性器カンジダの症状や原因について

性器カンジダ症は性器のかゆみやただれ、炎症、性交時、排尿時の痛みがあります。
女性の場合はヨーグルト状のおりものが増加する事もあります。
カンジダ属の真菌(カビの一種)によっておこります。
性行為で感染する事もありますが、基本人間が体内に持っていて何らかのきっかけで症状が現れてきます。
特徴として症状としてあらわれるのは男性よりも女性が多いです。

原因である真菌が陰部にある時に、疲れが溜まって免疫能力が低下していたりステロイド剤、抗生物質を服用している時に症状として現れてきます。
感染経路としてはもともと口腔内や手などにある性器カンジダ症の真菌が性交時に感染したり、自己感染する事もあります。
またきわめて確率は低いですが公衆浴場などの施設でタオルやイスなどから感染する事も考えられます。
他に低容量ピルを服用している時は膣内が酸性に傾きます。
酸性は性器カンジダ症が増殖するのに適した環境になるので注意する必要があります。

症状が発症する原因は免疫力が低下している時に出やすくなる事は前述しました。
特に女性の場合は陰部を洗いすぎると性器カンジダ症を抑える善玉菌まで洗い流してしまいその結果、悪玉菌が増殖、活性化してしまい症状が出ることがあります。
あまり石鹸などでごしごしこすったりせずにやさしく洗い流すのが良いといえます。

予防法は下着を清潔にしたり生理時にこまめにナプキンを取り替えたり性交時にはコンドームの着用をする事が大事です。
通気性をよくする事が大事ですので必要以上に締め付ける下着やガードルにも注意が必要です。
他にも体力が落ちている時や風邪をひいている時などは免疫力が低下しているので休息を十分にとる事が重要になってきます。

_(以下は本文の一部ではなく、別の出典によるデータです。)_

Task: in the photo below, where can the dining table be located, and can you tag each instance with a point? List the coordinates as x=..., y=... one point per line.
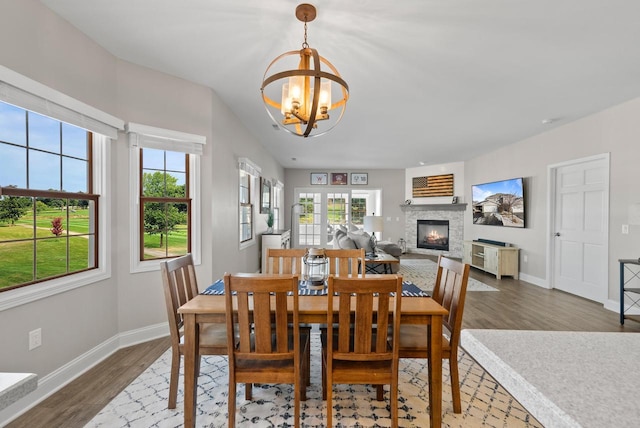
x=312, y=309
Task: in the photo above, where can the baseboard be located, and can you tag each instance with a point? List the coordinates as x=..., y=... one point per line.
x=540, y=282
x=57, y=379
x=614, y=306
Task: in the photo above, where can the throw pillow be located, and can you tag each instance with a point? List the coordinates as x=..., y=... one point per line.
x=345, y=242
x=362, y=240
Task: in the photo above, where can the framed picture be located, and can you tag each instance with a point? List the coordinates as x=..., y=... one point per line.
x=359, y=178
x=339, y=178
x=319, y=178
x=265, y=196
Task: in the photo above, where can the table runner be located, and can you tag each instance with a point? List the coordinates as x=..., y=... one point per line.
x=409, y=289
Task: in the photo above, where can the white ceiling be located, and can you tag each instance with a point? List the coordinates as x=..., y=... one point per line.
x=435, y=81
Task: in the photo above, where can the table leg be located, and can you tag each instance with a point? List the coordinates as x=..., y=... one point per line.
x=191, y=355
x=435, y=371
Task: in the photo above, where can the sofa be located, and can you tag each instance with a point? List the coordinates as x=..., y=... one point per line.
x=351, y=237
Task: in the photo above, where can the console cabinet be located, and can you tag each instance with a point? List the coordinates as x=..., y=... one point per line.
x=275, y=239
x=494, y=259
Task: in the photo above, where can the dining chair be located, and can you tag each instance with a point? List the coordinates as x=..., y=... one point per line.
x=180, y=286
x=352, y=351
x=344, y=261
x=450, y=291
x=265, y=325
x=289, y=261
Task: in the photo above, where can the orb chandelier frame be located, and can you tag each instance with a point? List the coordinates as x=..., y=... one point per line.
x=298, y=98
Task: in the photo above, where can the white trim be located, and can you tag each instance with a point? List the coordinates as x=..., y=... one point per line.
x=165, y=139
x=246, y=165
x=26, y=93
x=136, y=265
x=101, y=167
x=62, y=376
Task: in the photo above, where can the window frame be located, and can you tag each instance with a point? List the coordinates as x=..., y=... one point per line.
x=187, y=200
x=144, y=136
x=253, y=171
x=29, y=94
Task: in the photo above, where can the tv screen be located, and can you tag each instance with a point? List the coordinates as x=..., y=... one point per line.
x=500, y=203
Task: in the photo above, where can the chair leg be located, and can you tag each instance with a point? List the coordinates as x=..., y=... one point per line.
x=232, y=403
x=173, y=380
x=380, y=392
x=324, y=374
x=455, y=383
x=327, y=394
x=393, y=402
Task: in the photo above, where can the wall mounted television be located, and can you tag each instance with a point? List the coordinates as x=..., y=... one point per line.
x=499, y=203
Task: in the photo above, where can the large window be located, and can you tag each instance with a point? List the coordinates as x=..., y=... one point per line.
x=48, y=210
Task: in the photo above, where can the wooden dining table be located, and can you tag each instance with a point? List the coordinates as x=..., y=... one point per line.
x=311, y=310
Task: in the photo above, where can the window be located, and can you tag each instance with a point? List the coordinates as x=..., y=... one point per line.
x=249, y=180
x=164, y=204
x=277, y=203
x=246, y=214
x=165, y=208
x=48, y=210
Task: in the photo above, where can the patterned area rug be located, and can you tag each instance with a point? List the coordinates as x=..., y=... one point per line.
x=144, y=402
x=422, y=272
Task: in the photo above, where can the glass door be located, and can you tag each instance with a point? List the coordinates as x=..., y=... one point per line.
x=316, y=214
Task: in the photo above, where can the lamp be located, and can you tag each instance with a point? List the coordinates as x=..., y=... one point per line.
x=373, y=224
x=304, y=91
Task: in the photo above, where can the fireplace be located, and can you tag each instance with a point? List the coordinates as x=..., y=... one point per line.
x=433, y=234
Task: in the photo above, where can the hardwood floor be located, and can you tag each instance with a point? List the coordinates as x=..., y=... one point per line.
x=518, y=306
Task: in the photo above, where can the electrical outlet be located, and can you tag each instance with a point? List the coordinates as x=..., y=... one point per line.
x=35, y=338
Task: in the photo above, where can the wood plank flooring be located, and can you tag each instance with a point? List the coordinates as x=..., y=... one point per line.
x=518, y=306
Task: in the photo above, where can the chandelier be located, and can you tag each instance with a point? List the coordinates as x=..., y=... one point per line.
x=299, y=98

性器カンジダ症の症状が現れた時の治療法にはケトコナゾールやニゾラールといった薬が有効的です。
体に性器カンジダ症の真菌があり治療後もすぐ症状が再発する時にはエンペシドやクロトリマゾールが有効的です。

カンジダにはクロトリマゾールとケトコナゾールを使う

ニゾラールに含まれるケトコナゾールはという抗真菌薬の一種で、カビやキノコ、酵母などの仲間に分類されます。
ケトコナゾールはこの真菌に対して有効で増殖を働きがあるためカビの一種であるカンジダ菌が原因となる性器カンジダ症の治療に効果を発揮するのです。
真菌はエルゴステロールという成分を作り細胞膜を維持することで生存しています。
その細胞膜を作るのをケトコナゾールは妨害する作用があり、細胞膜を維持できなくなったエルゴステロールは死滅することになるのです。
「細胞膜の維持を妨害する」という作用を聞くと副作用の心配があるかもしれませんが人体の細胞膜にエルゴステロールは存在しないため服用により人の細胞膜への影響はありません。

ニゾラールはクリームタイプの外用薬です。
基本的には完治するまで1日1回、2~3週間継続した塗布が必要となります。
人体の細胞膜への悪影響はないものの薬である以上副作用は存在しますが、皮膚に塗る外用薬は用法、用量を守って使用していれば体への吸収は内服薬ほど高くないため重篤な副作用が現れることはほとんどありません。
起こる可能性があるものとしては発赤、紅斑、かゆみ、かぶれ、などです。

エンペシドも抗真菌薬の一種でクロトリマゾールが含まれています。
ニゾラールと同じで菌を死滅される効果がありますが、ニゾラールは外用薬なのに対し、エンペシドは錠剤です。
主に女性の膣に症状が現れた時などに用い、1日1回寝る前に膣に挿入します。

ニゾラールやエンペシドを正しく使用すれば、性器カンジダ症はきちんと治療すれば完治できる疾患です。
しかし、免疫力の低下などにより再発しやすいですし、妊娠中の女性の場合胎児に感染する恐れもあります。
普段から意識的に予防しながら、症状に気が付いたら早めの治療を開始してください。